[ClusterLabs] recommendations for corosync totem timeout for CentOS 7 + VMware?
reichert at numachi.com
Fri Mar 22 15:41:47 EDT 2019
On Fri, Mar 22, 2019 at 08:57:20AM +0100, Jan Friesse wrote:
> >- If I manually set 'totem.token' to a higher value, am I responsible
> > for tracking the number of nodes in the cluster, to keep in
> > alignment with what Red Hat's page says?
> Nope. I've tried to explain what is really happening in the manpage
> corosync.conf(5). totem.token and totem.token_coefficient are used in
> the following formula:
I do see this under token_coefficient, thanks.
> Corosync used runtime.config.token.
Cool; thanks. Bumping up totem.token to 2000 got me over this hump.
> >- Under these conditions, when corosync exits, why does it do so
> > with a zero status? It seems to me that if it exited at all,
> That's a good question. How reproducible is the issue?
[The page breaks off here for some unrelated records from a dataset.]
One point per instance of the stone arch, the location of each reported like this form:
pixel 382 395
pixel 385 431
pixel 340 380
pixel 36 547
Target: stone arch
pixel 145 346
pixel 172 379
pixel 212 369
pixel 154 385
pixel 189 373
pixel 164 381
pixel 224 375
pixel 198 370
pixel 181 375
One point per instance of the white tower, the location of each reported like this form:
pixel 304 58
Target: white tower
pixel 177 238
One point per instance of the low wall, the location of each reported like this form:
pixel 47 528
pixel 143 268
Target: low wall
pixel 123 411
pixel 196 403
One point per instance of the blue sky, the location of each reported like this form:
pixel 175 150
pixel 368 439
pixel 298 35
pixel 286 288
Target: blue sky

Corosync
> shouldn't "exit" with zero status.
If I leave totem.token set to default, %100 in my case.
I stand corrected; yesterday, it was %100. Today, I cannot reproduce
this at all, even with reverting to the defaults.
Here is a snippet of output from yesterday's experiments; this is
based on a typescript capture file, so I apologize for the ANSI
- by default, systemd doesn't report full log lines.
- by default, CentOS's config of systemd doesn't persist journaled
logs, so I can't directly review yesterday's efforts.
- and, it looks like I misinterpreted the 'exited' message; corosync
was enabled and running, but the 'Process' line doesn't report
on the 'corosync' process, but some systemd utility.
(Let me count the ways I'm coming to dislike systemd...)
I was able to recover logs from /var/log/messages, but other than
the 'Consider token timeout increase' message, it looks hunky-dory.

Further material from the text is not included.